Northerners have evolved more developed visual processing to help them cope with long winters and grey skies, an Oxford University study suggests.

Scientists measured the eye sockets and brain capacity of 55 human skulls representing 12 different populations from across the world.

They found that the further north of the equator people lived, the bigger their eyes and visual brain regions were.

Both are adaptations to low light that have only appeared since humans moved into northern Europe and Asia, a very short length of time in evolutionary terms.

Lead researcher Eiluned Pearce, from the university's School of Anthropology, said: "As you move away from the equator, there's less and less light available, so humans have had to evolve bigger and bigger eyes.

"Their brains also need to be bigger to deal with the extra visual input.

"Having bigger brains doesn't mean that higher latitude humans are smarter, it just means they need bigger brains to be able to see well where they live."

People's functional ability to see in natural daylight is roughly the same whether they live in Nairobi or Newcastle.

This indicates that humans adapted themselves to their ambient surroundings as they migrated out of Africa around the world, say the scientists.

The study, published in the Royal Society journal Biology Letters, took account of a number of factors that could have swayed the results.

These included overall body size, genetic links between populations, and the fact that cold weather might lead to enlarged eye sockets lined with a thick layer of insulating fat.
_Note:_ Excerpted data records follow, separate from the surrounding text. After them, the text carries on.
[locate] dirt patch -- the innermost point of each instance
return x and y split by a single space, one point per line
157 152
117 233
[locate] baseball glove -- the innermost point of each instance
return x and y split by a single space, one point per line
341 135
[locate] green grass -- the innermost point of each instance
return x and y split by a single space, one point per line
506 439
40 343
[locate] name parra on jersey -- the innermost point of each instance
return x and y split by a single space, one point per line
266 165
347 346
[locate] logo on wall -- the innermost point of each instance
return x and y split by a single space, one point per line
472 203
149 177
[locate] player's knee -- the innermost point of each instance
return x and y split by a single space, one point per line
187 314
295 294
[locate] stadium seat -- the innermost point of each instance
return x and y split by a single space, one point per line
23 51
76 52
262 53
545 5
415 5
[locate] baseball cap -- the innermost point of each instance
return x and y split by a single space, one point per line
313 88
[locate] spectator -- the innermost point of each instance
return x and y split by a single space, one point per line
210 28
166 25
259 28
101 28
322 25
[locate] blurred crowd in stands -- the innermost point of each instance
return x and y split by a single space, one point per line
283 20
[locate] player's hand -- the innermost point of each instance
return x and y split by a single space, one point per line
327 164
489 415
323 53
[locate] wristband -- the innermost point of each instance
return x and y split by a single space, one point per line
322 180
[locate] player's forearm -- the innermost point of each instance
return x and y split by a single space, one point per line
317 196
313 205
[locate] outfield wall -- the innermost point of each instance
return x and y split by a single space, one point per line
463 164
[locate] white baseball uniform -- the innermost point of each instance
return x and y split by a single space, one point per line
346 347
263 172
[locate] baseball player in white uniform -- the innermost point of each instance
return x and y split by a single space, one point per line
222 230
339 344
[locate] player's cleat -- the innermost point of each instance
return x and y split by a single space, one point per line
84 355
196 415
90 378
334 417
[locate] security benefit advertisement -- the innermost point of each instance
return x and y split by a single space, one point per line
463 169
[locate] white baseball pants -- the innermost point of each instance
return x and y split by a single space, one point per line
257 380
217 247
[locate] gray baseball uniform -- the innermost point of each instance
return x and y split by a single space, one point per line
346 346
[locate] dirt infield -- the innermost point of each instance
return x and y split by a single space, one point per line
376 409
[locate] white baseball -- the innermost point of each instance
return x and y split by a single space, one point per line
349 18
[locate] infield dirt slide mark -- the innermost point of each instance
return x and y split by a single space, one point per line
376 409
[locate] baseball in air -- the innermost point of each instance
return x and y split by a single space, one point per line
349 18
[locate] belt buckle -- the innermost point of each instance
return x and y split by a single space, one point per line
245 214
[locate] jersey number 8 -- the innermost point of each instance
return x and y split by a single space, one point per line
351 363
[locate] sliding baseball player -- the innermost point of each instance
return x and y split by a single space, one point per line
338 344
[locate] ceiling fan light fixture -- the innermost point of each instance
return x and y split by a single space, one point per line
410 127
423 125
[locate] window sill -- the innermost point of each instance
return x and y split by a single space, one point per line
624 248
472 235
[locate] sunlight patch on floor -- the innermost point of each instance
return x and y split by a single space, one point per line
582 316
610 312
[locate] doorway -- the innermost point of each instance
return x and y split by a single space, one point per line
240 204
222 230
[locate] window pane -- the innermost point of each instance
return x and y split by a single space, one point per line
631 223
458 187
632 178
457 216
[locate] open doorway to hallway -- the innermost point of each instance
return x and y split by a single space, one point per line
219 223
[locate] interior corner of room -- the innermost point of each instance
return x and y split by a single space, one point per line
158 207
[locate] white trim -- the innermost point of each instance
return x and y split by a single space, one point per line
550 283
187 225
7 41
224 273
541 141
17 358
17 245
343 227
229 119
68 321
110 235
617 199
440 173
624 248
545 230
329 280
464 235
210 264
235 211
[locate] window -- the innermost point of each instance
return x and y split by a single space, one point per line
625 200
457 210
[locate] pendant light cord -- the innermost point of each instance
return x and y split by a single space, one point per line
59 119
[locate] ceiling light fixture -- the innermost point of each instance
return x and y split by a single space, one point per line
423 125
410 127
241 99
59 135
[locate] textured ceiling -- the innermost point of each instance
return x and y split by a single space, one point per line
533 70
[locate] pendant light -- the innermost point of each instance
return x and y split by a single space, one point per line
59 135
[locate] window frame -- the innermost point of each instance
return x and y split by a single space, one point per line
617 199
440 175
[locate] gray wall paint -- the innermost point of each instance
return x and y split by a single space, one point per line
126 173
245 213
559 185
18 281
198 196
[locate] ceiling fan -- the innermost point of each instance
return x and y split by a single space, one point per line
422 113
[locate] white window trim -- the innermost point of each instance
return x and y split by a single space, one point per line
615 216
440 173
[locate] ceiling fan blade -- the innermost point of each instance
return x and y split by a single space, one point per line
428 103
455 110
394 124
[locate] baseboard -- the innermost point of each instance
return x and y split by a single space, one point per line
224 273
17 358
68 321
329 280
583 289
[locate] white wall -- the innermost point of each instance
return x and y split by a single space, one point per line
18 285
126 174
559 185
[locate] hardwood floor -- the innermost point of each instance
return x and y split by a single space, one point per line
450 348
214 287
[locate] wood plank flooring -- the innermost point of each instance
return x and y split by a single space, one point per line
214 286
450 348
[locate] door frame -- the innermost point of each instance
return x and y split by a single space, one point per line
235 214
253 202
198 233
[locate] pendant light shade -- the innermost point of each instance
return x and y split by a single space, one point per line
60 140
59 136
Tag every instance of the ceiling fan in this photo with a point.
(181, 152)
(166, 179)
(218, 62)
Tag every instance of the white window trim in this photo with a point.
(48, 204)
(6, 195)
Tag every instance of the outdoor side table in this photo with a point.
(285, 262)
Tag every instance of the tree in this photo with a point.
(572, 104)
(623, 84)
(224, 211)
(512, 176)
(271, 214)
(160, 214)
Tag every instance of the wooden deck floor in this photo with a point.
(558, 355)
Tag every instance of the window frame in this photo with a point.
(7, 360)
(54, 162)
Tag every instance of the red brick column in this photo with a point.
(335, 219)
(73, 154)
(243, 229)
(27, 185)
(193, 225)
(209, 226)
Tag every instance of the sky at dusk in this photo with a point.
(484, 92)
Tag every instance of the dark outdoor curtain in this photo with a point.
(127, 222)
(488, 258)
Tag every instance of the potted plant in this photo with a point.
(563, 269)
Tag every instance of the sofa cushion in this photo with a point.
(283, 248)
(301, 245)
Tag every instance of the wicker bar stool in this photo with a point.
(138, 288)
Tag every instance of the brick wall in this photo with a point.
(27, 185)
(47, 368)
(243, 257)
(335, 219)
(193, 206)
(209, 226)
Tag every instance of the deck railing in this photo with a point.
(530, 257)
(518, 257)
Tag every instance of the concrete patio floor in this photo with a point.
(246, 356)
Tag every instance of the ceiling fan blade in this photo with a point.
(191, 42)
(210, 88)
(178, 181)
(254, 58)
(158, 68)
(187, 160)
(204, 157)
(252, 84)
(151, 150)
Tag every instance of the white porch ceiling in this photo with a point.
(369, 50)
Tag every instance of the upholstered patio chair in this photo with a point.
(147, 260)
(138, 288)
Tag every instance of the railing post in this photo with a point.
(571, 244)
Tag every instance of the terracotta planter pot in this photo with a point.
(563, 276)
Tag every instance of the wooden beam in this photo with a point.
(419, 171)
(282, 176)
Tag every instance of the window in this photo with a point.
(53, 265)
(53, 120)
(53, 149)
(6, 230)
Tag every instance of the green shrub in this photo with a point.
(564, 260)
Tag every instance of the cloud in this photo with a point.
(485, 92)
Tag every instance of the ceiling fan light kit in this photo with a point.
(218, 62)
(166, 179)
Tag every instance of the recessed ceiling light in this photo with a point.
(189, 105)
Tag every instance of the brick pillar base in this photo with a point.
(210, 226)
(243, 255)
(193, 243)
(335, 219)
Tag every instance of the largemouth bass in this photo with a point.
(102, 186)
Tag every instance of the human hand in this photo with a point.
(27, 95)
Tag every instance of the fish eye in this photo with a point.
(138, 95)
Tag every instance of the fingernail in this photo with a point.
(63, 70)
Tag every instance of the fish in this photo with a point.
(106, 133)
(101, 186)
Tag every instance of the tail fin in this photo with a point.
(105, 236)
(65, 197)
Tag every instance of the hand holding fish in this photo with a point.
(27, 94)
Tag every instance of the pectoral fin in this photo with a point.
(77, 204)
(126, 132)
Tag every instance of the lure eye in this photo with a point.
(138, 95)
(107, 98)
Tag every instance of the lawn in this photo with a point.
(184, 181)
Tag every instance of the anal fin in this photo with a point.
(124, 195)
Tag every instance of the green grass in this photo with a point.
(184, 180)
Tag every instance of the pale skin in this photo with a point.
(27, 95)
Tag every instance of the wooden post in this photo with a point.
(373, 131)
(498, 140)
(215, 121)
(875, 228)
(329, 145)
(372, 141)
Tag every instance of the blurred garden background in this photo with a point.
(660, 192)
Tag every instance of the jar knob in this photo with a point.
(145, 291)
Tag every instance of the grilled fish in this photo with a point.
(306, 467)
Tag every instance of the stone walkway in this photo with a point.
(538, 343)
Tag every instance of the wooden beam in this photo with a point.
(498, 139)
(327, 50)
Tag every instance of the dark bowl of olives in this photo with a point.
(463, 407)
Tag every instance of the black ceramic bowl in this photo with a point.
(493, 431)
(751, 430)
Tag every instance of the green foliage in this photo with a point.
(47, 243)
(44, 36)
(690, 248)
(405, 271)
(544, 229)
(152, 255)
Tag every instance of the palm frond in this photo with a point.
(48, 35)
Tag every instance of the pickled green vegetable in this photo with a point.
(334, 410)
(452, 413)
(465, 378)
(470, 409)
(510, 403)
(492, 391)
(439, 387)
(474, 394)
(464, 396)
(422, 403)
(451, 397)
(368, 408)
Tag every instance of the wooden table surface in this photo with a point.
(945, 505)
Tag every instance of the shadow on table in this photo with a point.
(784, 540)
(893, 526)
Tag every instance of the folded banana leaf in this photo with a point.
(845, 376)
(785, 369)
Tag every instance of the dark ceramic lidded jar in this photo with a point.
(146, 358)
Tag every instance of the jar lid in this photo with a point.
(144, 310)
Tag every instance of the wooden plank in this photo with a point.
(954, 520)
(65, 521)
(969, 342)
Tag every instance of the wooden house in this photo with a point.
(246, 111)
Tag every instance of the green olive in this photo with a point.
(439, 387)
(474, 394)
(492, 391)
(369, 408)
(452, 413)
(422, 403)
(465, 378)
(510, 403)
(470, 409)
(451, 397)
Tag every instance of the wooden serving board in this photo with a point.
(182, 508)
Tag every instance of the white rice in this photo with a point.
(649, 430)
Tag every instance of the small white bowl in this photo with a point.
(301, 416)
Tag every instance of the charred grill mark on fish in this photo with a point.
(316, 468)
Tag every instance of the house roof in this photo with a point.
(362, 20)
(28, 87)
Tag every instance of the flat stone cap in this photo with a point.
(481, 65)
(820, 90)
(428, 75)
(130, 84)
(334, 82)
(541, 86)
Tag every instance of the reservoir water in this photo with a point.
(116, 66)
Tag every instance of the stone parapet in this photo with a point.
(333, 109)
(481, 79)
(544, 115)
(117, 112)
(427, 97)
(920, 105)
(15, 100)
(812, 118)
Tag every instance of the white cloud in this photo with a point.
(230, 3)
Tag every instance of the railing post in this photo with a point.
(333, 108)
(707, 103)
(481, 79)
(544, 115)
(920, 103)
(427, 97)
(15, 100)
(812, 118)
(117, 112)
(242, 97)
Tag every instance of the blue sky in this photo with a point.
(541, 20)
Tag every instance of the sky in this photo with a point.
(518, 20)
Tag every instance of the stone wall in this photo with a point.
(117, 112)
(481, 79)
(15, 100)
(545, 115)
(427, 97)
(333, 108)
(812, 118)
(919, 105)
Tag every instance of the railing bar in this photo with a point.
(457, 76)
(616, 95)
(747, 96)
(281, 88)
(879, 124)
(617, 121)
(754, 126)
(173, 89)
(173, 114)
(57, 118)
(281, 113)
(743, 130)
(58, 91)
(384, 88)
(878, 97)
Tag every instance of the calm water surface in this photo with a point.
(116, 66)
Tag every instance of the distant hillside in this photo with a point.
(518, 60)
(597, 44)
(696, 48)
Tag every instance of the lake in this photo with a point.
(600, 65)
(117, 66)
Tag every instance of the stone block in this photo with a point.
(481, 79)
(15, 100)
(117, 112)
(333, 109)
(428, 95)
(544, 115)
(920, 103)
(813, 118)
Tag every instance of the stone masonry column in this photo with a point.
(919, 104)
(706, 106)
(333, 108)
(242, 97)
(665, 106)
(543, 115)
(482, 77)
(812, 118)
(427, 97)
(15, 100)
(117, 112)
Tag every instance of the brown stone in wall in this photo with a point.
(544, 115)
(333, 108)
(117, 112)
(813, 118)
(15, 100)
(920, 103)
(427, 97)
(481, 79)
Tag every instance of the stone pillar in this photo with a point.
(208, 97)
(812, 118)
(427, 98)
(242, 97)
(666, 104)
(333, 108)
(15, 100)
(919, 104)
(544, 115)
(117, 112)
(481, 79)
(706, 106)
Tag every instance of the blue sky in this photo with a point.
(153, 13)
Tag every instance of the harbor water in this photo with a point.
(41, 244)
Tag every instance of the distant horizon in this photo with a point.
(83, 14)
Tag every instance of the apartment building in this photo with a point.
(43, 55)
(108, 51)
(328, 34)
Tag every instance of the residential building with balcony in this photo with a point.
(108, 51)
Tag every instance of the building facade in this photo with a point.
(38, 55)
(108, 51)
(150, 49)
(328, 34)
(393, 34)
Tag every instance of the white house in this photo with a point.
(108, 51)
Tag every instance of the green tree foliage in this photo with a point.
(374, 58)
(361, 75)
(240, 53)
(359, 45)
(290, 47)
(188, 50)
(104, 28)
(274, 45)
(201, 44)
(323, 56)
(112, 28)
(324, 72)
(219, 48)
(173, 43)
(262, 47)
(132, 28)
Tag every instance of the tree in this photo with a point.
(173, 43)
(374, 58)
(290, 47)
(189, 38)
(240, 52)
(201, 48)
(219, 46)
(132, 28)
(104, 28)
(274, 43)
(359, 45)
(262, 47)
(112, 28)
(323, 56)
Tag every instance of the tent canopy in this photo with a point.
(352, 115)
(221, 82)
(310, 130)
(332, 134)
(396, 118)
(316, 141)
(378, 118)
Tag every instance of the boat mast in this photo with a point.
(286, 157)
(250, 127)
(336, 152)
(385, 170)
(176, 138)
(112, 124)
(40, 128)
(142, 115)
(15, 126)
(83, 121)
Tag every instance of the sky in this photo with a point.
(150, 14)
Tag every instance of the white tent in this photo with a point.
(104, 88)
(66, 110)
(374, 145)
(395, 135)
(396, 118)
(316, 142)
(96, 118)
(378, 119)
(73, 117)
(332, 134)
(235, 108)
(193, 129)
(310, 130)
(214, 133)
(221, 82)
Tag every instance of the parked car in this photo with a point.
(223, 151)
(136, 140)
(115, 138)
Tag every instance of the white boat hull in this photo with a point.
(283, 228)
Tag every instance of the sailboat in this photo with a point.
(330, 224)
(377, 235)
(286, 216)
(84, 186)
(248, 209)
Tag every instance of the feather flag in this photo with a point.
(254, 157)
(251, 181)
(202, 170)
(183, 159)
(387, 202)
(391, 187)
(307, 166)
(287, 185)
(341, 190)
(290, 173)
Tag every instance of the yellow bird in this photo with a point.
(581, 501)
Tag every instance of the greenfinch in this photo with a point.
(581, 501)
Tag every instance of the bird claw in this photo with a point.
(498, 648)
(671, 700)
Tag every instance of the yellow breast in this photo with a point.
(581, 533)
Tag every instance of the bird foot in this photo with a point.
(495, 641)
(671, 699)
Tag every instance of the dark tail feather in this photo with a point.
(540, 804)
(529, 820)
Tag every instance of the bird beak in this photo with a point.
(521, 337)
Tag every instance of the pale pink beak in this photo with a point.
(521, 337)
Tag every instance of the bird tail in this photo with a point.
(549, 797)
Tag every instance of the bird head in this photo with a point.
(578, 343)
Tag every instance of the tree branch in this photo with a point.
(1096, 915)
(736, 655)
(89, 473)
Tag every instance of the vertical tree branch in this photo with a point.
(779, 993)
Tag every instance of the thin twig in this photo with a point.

The skulls, housed in museum collections, came from England, Australia, the Canary Islands, France, India, Kenya, Micronesia - an island region in the Western Pacific - Scandinavia, Somalia, Uganda and the United States.

Co-author Professor Robin Dunbar, director of the Institute of Cognitive and Evolutionary Anthropology at Oxford University, said: "Humans have only lived at high latitudes in Europe and Asia for a few tens of thousands of years, yet they seem to have adapted their visual systems surprisingly rapidly to cloudy skies, dull weather and long winters we experience at these latitudes."